People think its wierd because there are so many women that never shut up. Ive been asked why I was so quiet before and I tell them its because they won't take a breath long enough for me to get a word in.


----------



## Tony99 (Jul 27, 2008)

I love quiet girls. It would actually be my ideal girl. The downfall is that I would probably have trouble approaching a quiet girl and being able to read signals since they can be ambiguous.


----------



## CeilingStarer (Dec 29, 2009)

Quiet girls are awesome. There's this chick at work who barely says anything, but she always smiles/says 'hi' etc when I walk past. She just gets on with her business without whining, gossiping or wanting to be the centre of attention. I know nothing about her, yet totally respect her.

However, the quiet girls who don't even make eye contact when I walk past will often fall victim to the "*****" label... unless they are visibly nervous. I'm guilty of looking confidently aloof too, but it really does give out a hostile message.

Loud, super-social girls generally get on my nerves or freak me out.


----------



## rickthegreat (Dec 22, 2008)

Quiet girls are, I dunno, the Holy Grail or something. I'd kill to meet one. "Quiet" definitions will very I guess but mine would include literally having a soft voice or really just not a loud one. But I'd also kill for someone that just was inquisitive and "checks in" with you during a convo if only to ask "you know what I mean?" instead of just unloading. And like max said, someone who can appreciate *a little* silence every now and then. Someone who gets that it should be an *exchange*. A dialogue. Not a series of soliloquies.



tlgibson97 said:


> ... Ive been asked why I was so quiet before and I tell them its because they won't take a breath long enough for me to get a word in.

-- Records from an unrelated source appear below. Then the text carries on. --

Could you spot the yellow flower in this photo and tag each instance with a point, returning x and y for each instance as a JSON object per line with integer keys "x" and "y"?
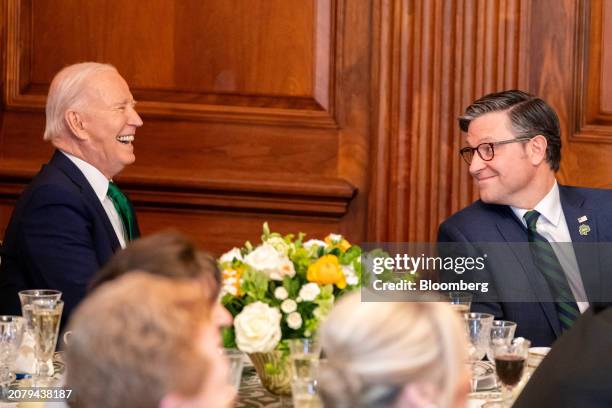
{"x": 342, "y": 243}
{"x": 326, "y": 270}
{"x": 231, "y": 280}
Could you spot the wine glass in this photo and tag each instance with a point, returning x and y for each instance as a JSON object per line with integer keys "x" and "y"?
{"x": 478, "y": 328}
{"x": 502, "y": 332}
{"x": 304, "y": 355}
{"x": 46, "y": 317}
{"x": 27, "y": 297}
{"x": 460, "y": 302}
{"x": 11, "y": 333}
{"x": 510, "y": 364}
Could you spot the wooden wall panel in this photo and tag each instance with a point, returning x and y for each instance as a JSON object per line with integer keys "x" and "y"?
{"x": 318, "y": 114}
{"x": 432, "y": 61}
{"x": 254, "y": 109}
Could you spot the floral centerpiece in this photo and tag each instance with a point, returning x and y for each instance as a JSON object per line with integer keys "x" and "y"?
{"x": 284, "y": 288}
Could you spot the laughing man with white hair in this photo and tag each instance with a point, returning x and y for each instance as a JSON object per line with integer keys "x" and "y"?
{"x": 72, "y": 217}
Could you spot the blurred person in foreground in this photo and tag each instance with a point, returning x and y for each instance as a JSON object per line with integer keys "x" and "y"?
{"x": 383, "y": 354}
{"x": 146, "y": 341}
{"x": 576, "y": 371}
{"x": 72, "y": 217}
{"x": 173, "y": 255}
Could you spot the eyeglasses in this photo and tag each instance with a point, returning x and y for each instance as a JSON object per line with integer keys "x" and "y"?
{"x": 486, "y": 150}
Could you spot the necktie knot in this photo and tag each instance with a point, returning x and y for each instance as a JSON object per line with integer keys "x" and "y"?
{"x": 123, "y": 208}
{"x": 531, "y": 218}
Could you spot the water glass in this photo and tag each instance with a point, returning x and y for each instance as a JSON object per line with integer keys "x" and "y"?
{"x": 235, "y": 359}
{"x": 304, "y": 355}
{"x": 46, "y": 317}
{"x": 510, "y": 361}
{"x": 304, "y": 393}
{"x": 478, "y": 328}
{"x": 460, "y": 302}
{"x": 27, "y": 297}
{"x": 502, "y": 332}
{"x": 11, "y": 334}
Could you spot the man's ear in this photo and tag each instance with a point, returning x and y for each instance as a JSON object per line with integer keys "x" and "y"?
{"x": 75, "y": 124}
{"x": 538, "y": 145}
{"x": 171, "y": 400}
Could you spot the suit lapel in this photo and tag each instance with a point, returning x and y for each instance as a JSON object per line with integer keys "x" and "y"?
{"x": 585, "y": 245}
{"x": 66, "y": 166}
{"x": 515, "y": 235}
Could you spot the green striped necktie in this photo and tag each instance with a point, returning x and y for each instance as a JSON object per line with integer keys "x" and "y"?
{"x": 547, "y": 262}
{"x": 124, "y": 209}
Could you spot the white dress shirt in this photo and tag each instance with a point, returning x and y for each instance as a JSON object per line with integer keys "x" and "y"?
{"x": 99, "y": 183}
{"x": 552, "y": 226}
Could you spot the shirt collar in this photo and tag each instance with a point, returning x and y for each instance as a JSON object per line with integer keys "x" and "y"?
{"x": 96, "y": 179}
{"x": 549, "y": 207}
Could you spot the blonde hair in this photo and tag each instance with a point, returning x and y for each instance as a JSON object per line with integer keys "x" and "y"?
{"x": 135, "y": 339}
{"x": 375, "y": 349}
{"x": 66, "y": 92}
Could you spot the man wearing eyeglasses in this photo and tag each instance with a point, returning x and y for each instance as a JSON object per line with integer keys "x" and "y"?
{"x": 513, "y": 152}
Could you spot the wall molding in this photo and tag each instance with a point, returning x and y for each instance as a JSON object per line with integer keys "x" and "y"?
{"x": 314, "y": 111}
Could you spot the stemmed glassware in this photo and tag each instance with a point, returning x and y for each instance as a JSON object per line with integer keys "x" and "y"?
{"x": 510, "y": 363}
{"x": 11, "y": 333}
{"x": 27, "y": 297}
{"x": 304, "y": 355}
{"x": 478, "y": 328}
{"x": 502, "y": 332}
{"x": 46, "y": 316}
{"x": 460, "y": 302}
{"x": 42, "y": 310}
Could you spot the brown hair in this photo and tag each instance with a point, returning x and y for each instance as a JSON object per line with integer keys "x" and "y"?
{"x": 134, "y": 340}
{"x": 168, "y": 253}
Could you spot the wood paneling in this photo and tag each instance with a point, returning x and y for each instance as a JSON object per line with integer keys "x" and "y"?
{"x": 433, "y": 59}
{"x": 267, "y": 61}
{"x": 593, "y": 82}
{"x": 254, "y": 109}
{"x": 316, "y": 114}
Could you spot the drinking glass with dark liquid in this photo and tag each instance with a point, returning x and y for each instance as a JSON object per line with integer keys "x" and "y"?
{"x": 510, "y": 361}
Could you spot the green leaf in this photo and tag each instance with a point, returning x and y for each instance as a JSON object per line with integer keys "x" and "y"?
{"x": 228, "y": 336}
{"x": 255, "y": 285}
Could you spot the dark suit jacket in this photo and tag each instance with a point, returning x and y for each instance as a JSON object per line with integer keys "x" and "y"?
{"x": 59, "y": 235}
{"x": 576, "y": 372}
{"x": 513, "y": 275}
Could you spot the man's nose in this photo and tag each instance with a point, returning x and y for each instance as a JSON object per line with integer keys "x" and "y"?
{"x": 477, "y": 164}
{"x": 134, "y": 119}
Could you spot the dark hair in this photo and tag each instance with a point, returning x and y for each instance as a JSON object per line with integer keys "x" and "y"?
{"x": 168, "y": 254}
{"x": 529, "y": 116}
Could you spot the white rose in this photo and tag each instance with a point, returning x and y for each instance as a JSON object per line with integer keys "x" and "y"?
{"x": 279, "y": 244}
{"x": 281, "y": 293}
{"x": 288, "y": 306}
{"x": 285, "y": 269}
{"x": 228, "y": 289}
{"x": 230, "y": 255}
{"x": 335, "y": 238}
{"x": 294, "y": 320}
{"x": 350, "y": 275}
{"x": 257, "y": 328}
{"x": 264, "y": 258}
{"x": 309, "y": 291}
{"x": 313, "y": 242}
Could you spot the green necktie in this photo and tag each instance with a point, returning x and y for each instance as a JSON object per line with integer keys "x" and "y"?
{"x": 124, "y": 209}
{"x": 547, "y": 262}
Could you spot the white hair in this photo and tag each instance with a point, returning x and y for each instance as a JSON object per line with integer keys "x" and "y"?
{"x": 374, "y": 350}
{"x": 67, "y": 91}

ROFL. How'd that go btw?  I've had similar experiences--eh except me telling them they talk too much. I think I will print an instruction booklet for people who I meet online. If they want to talk me, they will have to follow the instructions which will include asking questions!

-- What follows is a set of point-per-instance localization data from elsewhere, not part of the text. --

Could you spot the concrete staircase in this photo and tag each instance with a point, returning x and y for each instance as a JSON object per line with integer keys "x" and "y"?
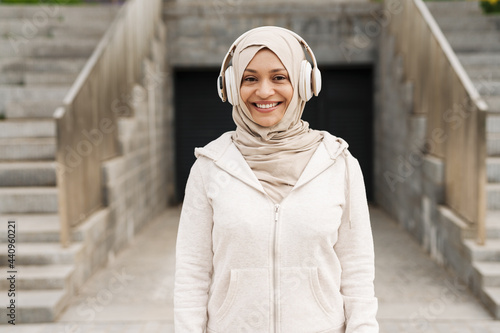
{"x": 42, "y": 50}
{"x": 475, "y": 38}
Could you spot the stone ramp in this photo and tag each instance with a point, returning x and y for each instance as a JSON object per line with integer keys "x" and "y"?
{"x": 42, "y": 50}
{"x": 475, "y": 38}
{"x": 415, "y": 294}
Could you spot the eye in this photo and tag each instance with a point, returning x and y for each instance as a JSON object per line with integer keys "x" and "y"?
{"x": 249, "y": 79}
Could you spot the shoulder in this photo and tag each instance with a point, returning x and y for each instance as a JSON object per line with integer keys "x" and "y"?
{"x": 214, "y": 149}
{"x": 335, "y": 145}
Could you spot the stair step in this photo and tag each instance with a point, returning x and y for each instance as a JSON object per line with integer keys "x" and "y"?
{"x": 13, "y": 149}
{"x": 493, "y": 224}
{"x": 40, "y": 277}
{"x": 79, "y": 14}
{"x": 492, "y": 295}
{"x": 10, "y": 94}
{"x": 466, "y": 41}
{"x": 46, "y": 254}
{"x": 493, "y": 144}
{"x": 54, "y": 27}
{"x": 31, "y": 109}
{"x": 488, "y": 86}
{"x": 41, "y": 79}
{"x": 453, "y": 8}
{"x": 493, "y": 123}
{"x": 34, "y": 228}
{"x": 480, "y": 58}
{"x": 493, "y": 103}
{"x": 466, "y": 23}
{"x": 11, "y": 78}
{"x": 23, "y": 200}
{"x": 94, "y": 31}
{"x": 481, "y": 73}
{"x": 489, "y": 272}
{"x": 493, "y": 195}
{"x": 493, "y": 169}
{"x": 488, "y": 252}
{"x": 35, "y": 173}
{"x": 47, "y": 47}
{"x": 36, "y": 306}
{"x": 27, "y": 128}
{"x": 47, "y": 65}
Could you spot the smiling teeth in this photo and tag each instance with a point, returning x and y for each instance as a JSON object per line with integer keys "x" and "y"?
{"x": 266, "y": 106}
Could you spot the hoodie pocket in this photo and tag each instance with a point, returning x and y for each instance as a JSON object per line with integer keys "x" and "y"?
{"x": 246, "y": 305}
{"x": 305, "y": 306}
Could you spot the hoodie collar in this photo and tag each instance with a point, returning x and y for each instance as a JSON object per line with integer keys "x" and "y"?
{"x": 227, "y": 157}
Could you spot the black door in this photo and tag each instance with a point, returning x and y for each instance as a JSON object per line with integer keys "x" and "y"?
{"x": 343, "y": 108}
{"x": 200, "y": 117}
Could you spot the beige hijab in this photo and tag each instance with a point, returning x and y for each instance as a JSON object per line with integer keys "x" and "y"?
{"x": 277, "y": 154}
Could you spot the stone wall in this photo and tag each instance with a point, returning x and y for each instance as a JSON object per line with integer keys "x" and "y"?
{"x": 409, "y": 184}
{"x": 139, "y": 182}
{"x": 200, "y": 32}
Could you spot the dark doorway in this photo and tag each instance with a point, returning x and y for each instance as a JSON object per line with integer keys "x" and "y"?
{"x": 343, "y": 108}
{"x": 200, "y": 117}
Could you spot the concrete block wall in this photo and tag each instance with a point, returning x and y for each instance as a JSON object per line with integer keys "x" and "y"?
{"x": 339, "y": 32}
{"x": 138, "y": 183}
{"x": 410, "y": 182}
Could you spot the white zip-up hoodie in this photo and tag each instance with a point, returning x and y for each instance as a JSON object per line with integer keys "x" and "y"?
{"x": 246, "y": 264}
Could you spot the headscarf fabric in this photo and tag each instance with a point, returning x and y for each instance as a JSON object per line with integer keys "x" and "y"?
{"x": 277, "y": 154}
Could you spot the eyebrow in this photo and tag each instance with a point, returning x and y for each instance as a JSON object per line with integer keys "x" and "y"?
{"x": 271, "y": 71}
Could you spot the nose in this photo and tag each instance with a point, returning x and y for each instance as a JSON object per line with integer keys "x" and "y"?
{"x": 265, "y": 89}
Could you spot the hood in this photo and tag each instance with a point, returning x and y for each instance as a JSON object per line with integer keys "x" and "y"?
{"x": 216, "y": 149}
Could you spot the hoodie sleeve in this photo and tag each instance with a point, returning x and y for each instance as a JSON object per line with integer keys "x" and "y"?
{"x": 356, "y": 254}
{"x": 193, "y": 270}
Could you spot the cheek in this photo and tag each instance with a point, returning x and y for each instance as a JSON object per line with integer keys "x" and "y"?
{"x": 244, "y": 93}
{"x": 288, "y": 94}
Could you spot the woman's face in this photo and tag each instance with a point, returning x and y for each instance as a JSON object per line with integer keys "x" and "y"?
{"x": 266, "y": 88}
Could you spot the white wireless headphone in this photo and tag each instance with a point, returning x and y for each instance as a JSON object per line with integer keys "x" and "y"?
{"x": 309, "y": 77}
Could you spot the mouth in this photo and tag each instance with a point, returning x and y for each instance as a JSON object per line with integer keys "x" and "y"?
{"x": 266, "y": 107}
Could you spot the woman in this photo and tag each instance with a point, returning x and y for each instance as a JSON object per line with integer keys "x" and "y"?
{"x": 274, "y": 233}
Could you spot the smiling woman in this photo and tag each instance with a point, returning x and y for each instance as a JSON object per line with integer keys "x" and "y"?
{"x": 275, "y": 233}
{"x": 266, "y": 88}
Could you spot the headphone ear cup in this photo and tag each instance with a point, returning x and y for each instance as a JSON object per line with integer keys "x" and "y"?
{"x": 231, "y": 90}
{"x": 316, "y": 81}
{"x": 305, "y": 88}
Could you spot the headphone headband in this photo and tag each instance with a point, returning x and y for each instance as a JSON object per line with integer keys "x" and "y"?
{"x": 230, "y": 54}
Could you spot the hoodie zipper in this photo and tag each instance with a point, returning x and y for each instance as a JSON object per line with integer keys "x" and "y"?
{"x": 275, "y": 271}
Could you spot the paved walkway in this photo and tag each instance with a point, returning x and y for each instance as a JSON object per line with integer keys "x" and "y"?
{"x": 415, "y": 294}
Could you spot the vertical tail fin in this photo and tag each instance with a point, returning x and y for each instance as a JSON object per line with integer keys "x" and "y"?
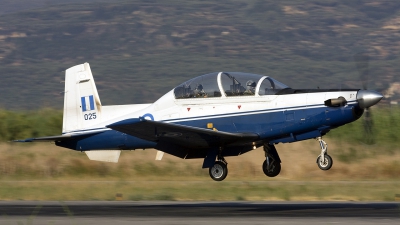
{"x": 82, "y": 106}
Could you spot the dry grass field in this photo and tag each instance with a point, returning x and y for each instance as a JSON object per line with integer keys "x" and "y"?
{"x": 45, "y": 172}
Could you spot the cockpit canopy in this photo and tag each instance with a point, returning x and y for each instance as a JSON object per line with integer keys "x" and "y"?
{"x": 230, "y": 84}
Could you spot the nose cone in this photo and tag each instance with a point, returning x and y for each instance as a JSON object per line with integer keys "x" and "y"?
{"x": 367, "y": 98}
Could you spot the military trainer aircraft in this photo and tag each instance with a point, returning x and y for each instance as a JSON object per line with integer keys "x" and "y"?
{"x": 211, "y": 116}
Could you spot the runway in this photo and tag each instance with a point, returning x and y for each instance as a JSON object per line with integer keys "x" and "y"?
{"x": 121, "y": 212}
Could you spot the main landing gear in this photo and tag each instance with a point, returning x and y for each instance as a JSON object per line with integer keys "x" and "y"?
{"x": 272, "y": 163}
{"x": 219, "y": 171}
{"x": 324, "y": 161}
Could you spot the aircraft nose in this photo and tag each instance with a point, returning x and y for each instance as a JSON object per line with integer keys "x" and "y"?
{"x": 368, "y": 98}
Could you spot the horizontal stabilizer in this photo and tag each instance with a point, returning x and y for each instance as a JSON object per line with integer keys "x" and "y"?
{"x": 58, "y": 137}
{"x": 104, "y": 155}
{"x": 187, "y": 136}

I think someone would only come off as snobby or mean if you don't make conversation when offered. Like if you just give short or yes or no answers or seem like you don't talk when someone talks to you. But if you're just quiet around people, I have never thought of that as snobby. It kinda does make me want to talk to that person though.


----------



## tlgibson97 (Sep 24, 2009)

rickthegreat said:


> ROFL. How'd that go btw?  I've had similar experiences--eh except me telling them they talk too much. I think I will print an instruction booklet for people who I meet online. If they want to talk me, they will have to follow the instructions which will include asking questions!


 I either have to be rude and just interrupt them to say anything or I sit back and wait for an opening. The risk you take by sitting back is they can be 3 topics down the road before there is an opening. By that time I have nothing to say about the new topic and don't want to go back to the old topic.

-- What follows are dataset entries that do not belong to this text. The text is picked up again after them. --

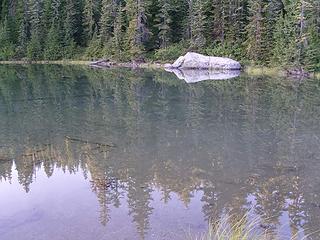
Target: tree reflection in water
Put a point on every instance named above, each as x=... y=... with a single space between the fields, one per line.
x=250 y=142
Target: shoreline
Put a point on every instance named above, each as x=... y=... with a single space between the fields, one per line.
x=250 y=70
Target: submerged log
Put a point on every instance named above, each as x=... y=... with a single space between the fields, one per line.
x=90 y=142
x=298 y=72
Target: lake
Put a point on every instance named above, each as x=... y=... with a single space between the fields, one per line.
x=140 y=154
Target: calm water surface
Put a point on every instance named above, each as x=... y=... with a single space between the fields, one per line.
x=122 y=154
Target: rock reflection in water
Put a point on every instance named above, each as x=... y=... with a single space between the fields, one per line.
x=197 y=75
x=183 y=155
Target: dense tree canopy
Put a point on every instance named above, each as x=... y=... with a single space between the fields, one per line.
x=264 y=32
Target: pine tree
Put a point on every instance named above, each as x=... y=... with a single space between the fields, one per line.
x=117 y=39
x=164 y=20
x=107 y=19
x=256 y=31
x=34 y=49
x=89 y=15
x=137 y=32
x=197 y=24
x=6 y=47
x=52 y=50
x=53 y=46
x=24 y=30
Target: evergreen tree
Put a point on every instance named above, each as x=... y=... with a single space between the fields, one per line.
x=107 y=19
x=197 y=24
x=137 y=33
x=117 y=39
x=24 y=30
x=164 y=20
x=256 y=31
x=34 y=49
x=6 y=47
x=89 y=15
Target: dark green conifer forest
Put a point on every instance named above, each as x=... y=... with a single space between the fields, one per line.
x=261 y=32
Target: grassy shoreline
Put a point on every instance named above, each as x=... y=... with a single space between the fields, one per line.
x=250 y=70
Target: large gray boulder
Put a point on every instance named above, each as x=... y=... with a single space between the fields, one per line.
x=198 y=61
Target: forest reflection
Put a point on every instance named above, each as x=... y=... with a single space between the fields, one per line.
x=245 y=143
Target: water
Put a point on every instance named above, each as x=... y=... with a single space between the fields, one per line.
x=122 y=154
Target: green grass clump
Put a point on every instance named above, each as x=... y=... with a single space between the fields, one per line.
x=229 y=227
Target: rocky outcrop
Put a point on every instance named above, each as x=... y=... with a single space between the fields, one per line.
x=197 y=75
x=198 y=61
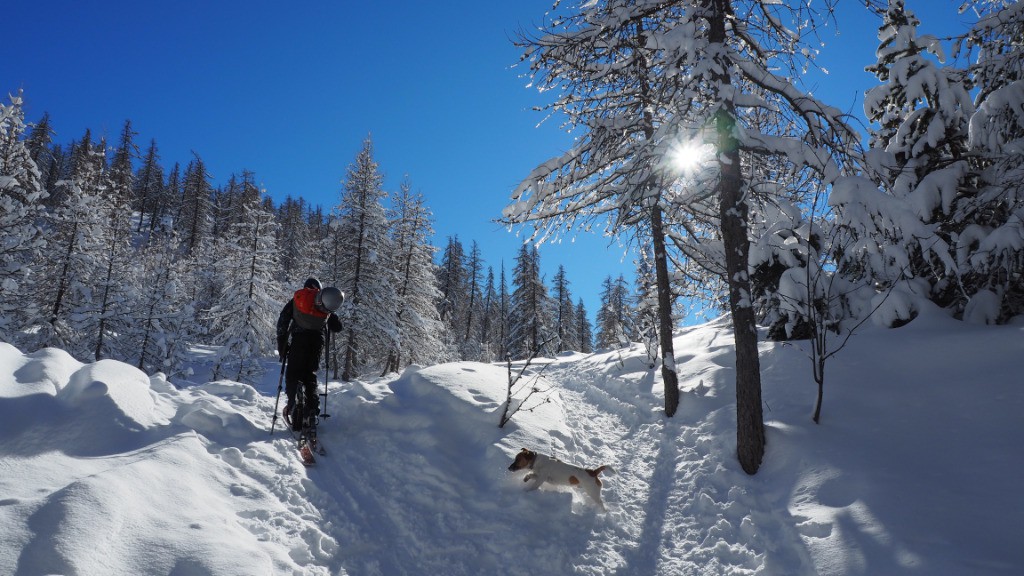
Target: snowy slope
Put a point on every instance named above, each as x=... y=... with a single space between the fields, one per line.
x=912 y=469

The times I have tried to jump in I usually get drowned out by the person talking and nobody hears me. Not like I had anything interesting to say anyways.


----------



## Witan (Jun 13, 2009)

They're sexy, but hard to approach and hard to read.


----------



## GnR (Sep 25, 2009)

I think they're adorable lol.


----------



## Futures (Aug 27, 2005)

On paper, shy girls sound awesome, but I can't really recall ever meeting a shy girl in real life that I was attracted to. Shy people generally avoid social situations so it's easy to understand why shy guys and shy girls don't cross paths very often. And when we do, I usually fail to notice them because a lot of shy girls tend to under dress in order to not draw attention to themselves.


----------



## marenubium87 (Jan 11, 2009)

I'd likely end up assuming that they aren't interested in me as a friend/potential partner and pretty much give up rather than (what I'm perceiving as) annoying them even more.


----------



## Keith (Aug 30, 2008)

I find quiet girls very attractive just something about them I really like.


----------



## alex999 (Oct 21, 2008)

Have to admit I find them quite intimidating, particularly really attractive ones. I remember in high school there were several girls that had that trait but I couldn't get the nerve to talk to them simply because I had no idea what they were thinking or what they think of me. Sometimes us quiet people come off as stuck up or cocky. I notice when I'm more social people approach me MUCH, much more.


----------



## Mr. Frostie (Nov 2, 2008)

I like them, but its hard to tell if they're shy or just disgusted by you. I'm intimidated enough by girls as it is and making a move while being uncertain if the girl likes me isn't going to happen.


----------



## 1applehearts1 (Jan 7, 2010)

i hate that we might come off as snobby. thats totally not whats in my heart. many times ive tried initiating conversations with people and they seem uninterested/annoyed so i just shut up. i mean i dont go on and on and on whenever i do talk. sheesh. being quiet actually makes me stand out like a sore thumb. i think if people got to know me theyd see im not a snob. for now, i talk to mostly older people, like 35 and older. im so much more comfortable with them for some reason. probably because theyre less judgemental or whatever. theres been days ive tried to talk to people and just failed and thinking "see this is why i shouldnt talk" . anywho, i guess yeah, its too hard for shy girls to get to know shy guys because theyre both so quiet.


----------



## Roberto (Aug 16, 2004)

I think there is way more to a person than just that, but I like quiet girls over blunt loud and aggressive ones I guess. It is the loud *****y girls that come off as snobby.


----------



## mazer (Feb 12, 2010)

I think shy girls are great! The only problem is logistically getting to know them.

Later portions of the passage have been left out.